His accomplishments include significant and seminal contributions to the fundamental understanding of plastic deformation, radiation damage and high temperature flow and fracture. His achievements have led the frontier of understanding for both intermetallic materials and hexagonal close-packed metals and alloys. He was the author of more than 180 scientific research papers and numerous book chapters, editor of three books and several conference proceedings, and presenter of more than 50 invited talks.
He received the Humboldt Research Award for Senior U.S. Scientists. He was recognized by his peers at The Minerals, Metals and Materials Society (TMS), which elected him as one of its 100 Living Fellows and conferred on him the Mathewson Gold Medal in 2002.
After retirement, his passion for golf continued, reaching fulfillment when he attended the 2013 Masters. He traveled extensively culminating in conquering Macchu Picchu, Peru in 2014.
He is survived by his wife of 55 years Sung Ja Yoo, three sons, Phillip, Terry (and spouse Penny), and Christopher (and spouse Kris) and six grandchildren, Jennifer, Ross, Sam, Marshall, Duncan, and Brendan.

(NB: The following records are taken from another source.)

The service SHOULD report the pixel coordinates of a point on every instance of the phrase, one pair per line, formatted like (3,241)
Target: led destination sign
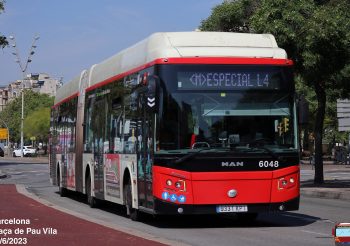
(242,80)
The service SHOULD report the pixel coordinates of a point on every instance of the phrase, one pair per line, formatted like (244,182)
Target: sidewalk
(333,188)
(37,159)
(26,221)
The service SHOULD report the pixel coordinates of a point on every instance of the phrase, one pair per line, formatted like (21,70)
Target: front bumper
(163,207)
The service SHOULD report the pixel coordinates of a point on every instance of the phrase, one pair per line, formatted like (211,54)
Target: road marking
(316,233)
(308,219)
(300,217)
(22,190)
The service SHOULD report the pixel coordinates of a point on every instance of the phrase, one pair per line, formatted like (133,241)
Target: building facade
(41,83)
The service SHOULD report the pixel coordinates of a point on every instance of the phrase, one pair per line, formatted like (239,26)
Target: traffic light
(285,124)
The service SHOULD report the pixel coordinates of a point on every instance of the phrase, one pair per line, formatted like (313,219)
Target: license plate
(231,208)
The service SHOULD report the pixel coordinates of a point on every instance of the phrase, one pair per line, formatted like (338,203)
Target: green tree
(317,38)
(230,16)
(12,112)
(3,41)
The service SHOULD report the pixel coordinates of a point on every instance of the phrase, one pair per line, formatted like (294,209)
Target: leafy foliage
(37,124)
(230,16)
(316,35)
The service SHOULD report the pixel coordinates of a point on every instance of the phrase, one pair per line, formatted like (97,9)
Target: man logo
(232,164)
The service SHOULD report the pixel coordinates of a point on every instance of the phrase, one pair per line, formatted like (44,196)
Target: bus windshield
(220,110)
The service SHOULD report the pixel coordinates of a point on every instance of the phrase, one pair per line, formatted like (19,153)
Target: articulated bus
(182,123)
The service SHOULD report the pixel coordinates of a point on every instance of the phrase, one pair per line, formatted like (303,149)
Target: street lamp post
(23,68)
(8,136)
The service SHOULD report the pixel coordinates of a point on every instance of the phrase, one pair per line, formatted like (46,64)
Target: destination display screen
(243,79)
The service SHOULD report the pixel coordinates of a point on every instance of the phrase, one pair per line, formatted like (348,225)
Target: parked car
(27,151)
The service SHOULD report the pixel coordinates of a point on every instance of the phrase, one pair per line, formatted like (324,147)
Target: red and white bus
(182,123)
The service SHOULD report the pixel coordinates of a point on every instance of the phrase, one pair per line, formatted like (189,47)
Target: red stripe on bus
(196,60)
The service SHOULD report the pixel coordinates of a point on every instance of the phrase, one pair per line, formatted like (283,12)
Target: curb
(21,189)
(327,193)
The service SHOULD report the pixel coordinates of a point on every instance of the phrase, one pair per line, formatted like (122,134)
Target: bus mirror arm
(152,94)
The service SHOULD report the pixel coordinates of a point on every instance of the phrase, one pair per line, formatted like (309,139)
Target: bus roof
(177,45)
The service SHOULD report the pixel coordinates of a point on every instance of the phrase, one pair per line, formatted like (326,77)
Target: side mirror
(152,94)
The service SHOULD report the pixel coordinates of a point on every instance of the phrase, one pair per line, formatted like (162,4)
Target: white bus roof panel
(182,44)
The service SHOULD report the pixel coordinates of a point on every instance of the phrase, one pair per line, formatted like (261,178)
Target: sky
(76,34)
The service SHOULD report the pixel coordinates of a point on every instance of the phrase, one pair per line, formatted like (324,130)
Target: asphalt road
(311,225)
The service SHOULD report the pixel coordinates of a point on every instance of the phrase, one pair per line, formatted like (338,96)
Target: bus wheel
(90,199)
(131,212)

Of course, if you're ever studying the materials science of aluminum-rich superalloys and encounter "Yoo torque" or the "Yoo effect"...yeah, that was his.
He was a great scientist, and he was a good man. With his wife, he raised three sons -- now themselves all good men. He was rich -- because he inherited a small piece of a large fortune and because they used to pay well at Oak Ridge National Labs -- but you couldn't tell, except for the used Lexus he drove and his membership to the local country club, where he golfed.

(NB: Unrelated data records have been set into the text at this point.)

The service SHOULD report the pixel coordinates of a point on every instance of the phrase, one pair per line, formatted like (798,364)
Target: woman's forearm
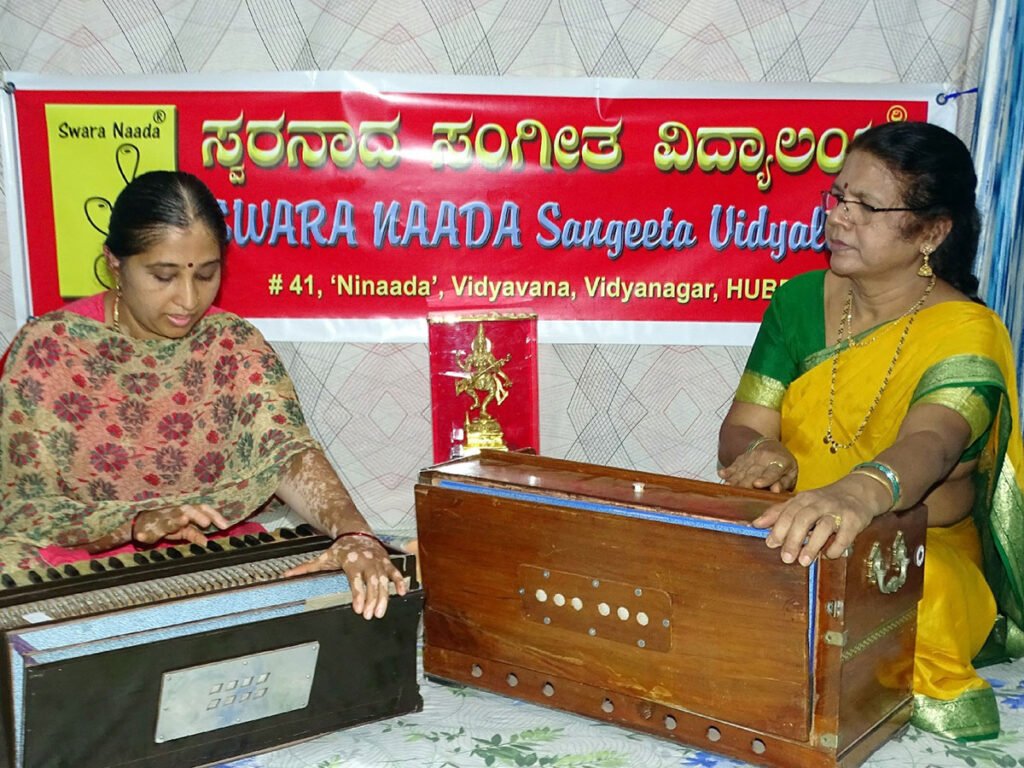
(311,486)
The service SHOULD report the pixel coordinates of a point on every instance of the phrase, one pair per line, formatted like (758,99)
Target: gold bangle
(878,478)
(757,441)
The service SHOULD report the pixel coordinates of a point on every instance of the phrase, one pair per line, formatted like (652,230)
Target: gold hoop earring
(925,270)
(117,308)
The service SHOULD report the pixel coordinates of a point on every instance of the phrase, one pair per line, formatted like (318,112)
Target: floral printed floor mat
(467,728)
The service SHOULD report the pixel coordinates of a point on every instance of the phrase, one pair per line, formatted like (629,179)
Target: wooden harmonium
(189,655)
(650,602)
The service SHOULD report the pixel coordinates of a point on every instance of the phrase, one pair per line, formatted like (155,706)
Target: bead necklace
(846,332)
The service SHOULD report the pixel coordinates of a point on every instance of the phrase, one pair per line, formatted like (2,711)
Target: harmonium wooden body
(650,602)
(189,655)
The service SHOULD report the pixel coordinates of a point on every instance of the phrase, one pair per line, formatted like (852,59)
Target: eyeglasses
(860,213)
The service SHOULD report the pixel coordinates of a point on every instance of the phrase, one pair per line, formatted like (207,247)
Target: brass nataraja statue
(483,374)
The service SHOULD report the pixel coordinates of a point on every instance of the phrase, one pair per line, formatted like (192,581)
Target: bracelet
(757,441)
(877,478)
(364,534)
(890,475)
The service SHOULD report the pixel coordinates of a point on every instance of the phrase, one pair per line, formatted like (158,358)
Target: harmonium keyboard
(188,655)
(650,602)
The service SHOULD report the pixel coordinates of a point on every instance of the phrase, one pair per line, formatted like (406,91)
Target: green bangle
(889,473)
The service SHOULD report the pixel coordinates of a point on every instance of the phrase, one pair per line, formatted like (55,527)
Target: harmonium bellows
(651,602)
(189,655)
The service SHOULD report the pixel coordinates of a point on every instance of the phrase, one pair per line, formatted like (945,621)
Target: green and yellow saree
(956,354)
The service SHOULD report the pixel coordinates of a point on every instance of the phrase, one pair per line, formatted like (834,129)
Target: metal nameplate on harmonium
(650,602)
(189,655)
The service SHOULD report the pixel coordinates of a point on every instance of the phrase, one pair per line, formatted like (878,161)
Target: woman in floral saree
(144,414)
(883,382)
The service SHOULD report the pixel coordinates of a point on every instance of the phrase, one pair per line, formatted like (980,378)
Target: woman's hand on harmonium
(368,566)
(768,466)
(804,524)
(184,523)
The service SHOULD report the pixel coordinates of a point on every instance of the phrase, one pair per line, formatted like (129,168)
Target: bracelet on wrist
(757,441)
(884,474)
(363,534)
(878,479)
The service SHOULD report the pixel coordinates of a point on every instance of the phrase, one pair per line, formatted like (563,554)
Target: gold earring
(925,270)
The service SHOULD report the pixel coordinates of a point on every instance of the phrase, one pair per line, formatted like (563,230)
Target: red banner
(361,204)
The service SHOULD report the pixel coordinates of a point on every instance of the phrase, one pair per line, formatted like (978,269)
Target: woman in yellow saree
(883,382)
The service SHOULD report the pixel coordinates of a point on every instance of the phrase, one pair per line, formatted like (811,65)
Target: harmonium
(188,655)
(651,602)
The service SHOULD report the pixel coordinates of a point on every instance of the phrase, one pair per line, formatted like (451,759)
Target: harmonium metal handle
(879,568)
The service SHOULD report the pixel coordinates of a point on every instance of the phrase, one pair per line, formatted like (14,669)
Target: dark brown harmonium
(190,655)
(650,602)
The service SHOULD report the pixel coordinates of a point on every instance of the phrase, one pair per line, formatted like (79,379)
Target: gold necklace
(845,331)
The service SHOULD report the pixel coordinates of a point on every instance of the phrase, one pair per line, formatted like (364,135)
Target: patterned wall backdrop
(653,408)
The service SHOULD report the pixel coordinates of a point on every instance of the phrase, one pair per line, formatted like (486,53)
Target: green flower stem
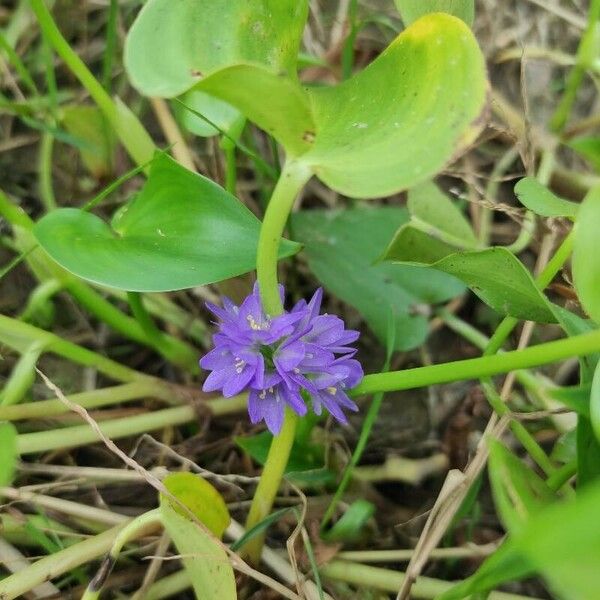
(80,435)
(128,128)
(293,177)
(366,576)
(485,366)
(126,392)
(146,523)
(20,336)
(57,564)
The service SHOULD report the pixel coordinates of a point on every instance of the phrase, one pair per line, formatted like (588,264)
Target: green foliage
(201,498)
(352,523)
(493,274)
(180,231)
(203,557)
(540,200)
(589,148)
(223,115)
(381,131)
(411,10)
(560,541)
(586,269)
(519,493)
(89,125)
(8,453)
(342,247)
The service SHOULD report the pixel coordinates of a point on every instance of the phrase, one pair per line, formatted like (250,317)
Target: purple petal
(238,380)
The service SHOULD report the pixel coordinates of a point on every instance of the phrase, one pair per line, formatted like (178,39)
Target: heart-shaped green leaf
(540,200)
(180,231)
(173,45)
(342,248)
(493,274)
(411,10)
(405,116)
(586,269)
(394,124)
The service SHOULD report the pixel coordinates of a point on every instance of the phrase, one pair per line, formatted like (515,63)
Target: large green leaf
(342,247)
(394,124)
(586,267)
(172,46)
(560,541)
(518,491)
(180,231)
(405,116)
(203,557)
(494,274)
(411,10)
(540,200)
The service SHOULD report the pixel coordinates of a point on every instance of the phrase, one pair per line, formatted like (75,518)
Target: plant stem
(366,576)
(586,55)
(130,131)
(293,177)
(57,564)
(80,435)
(484,366)
(43,409)
(20,336)
(144,524)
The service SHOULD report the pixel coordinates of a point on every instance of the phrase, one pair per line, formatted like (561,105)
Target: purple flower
(288,360)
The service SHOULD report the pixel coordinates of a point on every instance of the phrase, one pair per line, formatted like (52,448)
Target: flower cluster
(284,360)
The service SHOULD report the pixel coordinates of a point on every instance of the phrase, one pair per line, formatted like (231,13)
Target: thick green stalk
(476,368)
(293,178)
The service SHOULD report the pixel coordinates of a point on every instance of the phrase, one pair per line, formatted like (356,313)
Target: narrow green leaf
(342,246)
(180,231)
(518,492)
(560,541)
(438,216)
(493,274)
(411,10)
(540,200)
(203,556)
(586,269)
(8,453)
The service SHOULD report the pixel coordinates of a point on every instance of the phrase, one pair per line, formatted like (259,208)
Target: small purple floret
(281,361)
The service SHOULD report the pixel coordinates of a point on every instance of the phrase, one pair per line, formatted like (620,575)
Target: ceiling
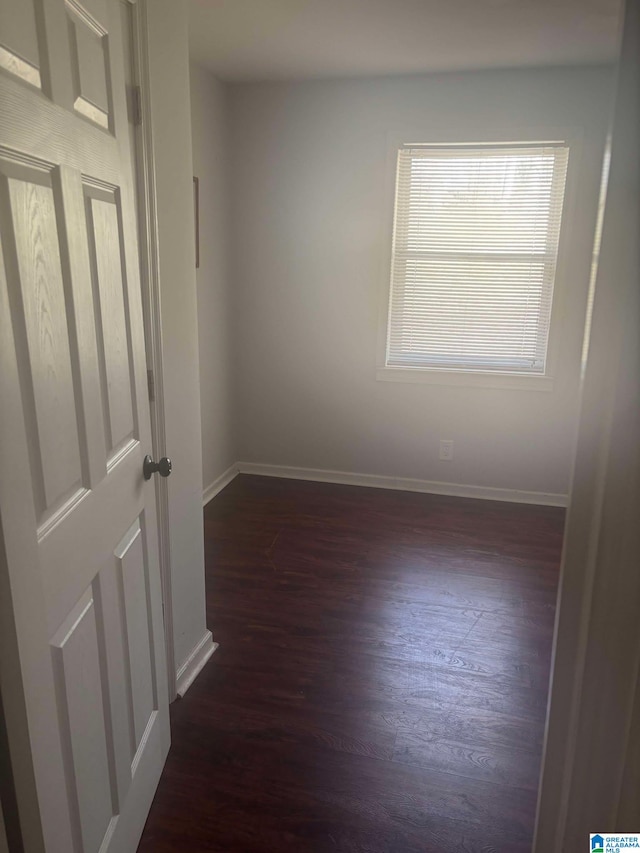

No, he saved his fortune to fund his grandchildren's education. And I am beyond grateful for it. Today, I am privileged beyond measure to be able to attend the school that I wanted -- and the school that I love -- by the grace of our grandfather's selflessness, generosity, and lifetime of hard work. I am privileged that he was supporting my education and my passions long before I was in college, and if today I ask myself "Do I deserve these things? Why me?", the answer is: our grandfather.
If you have ever met me, then your life was richer for what he gave during his. This is his legacy, though but one small piece.
Two last things I wish to remember, which I'll recount here because I don't need to keep them secret, and this is maybe the place they'll be preserved the easiest.
The first is the last words I said to him, before I left for Japan:
Bye, grandpa. I'll come back, and I'll tell you all about it.
The second is that when I walked into his hospital room that Monday, his whole face lit up when he saw me, and he grinned from ear to ear.
There were two things I regret never telling him, and for those, it's too late. I'm not writing them here.
My family requested that friends refrain from sending flowers, and instead, donate the money they would have spent to the Abramson Cancer Center.
I'm defying their wish, and instead donating, on behalf of our grandfather, to the Machine Intelligence Research Institute, who I believe are -- as the fable tells it -- the ones forging dragon-killing weapons deep underground. Or at least, the ones forging the tools to craft those weapons.
If you join me in donating -- to either cause -- then feel free to let me know; I'll be glad at the news. Other condolences, as I mentioned earlier, are not particularly welcome. I've already spoken with the friends I needed to pull me through this. And now, I've said all that needed to be said.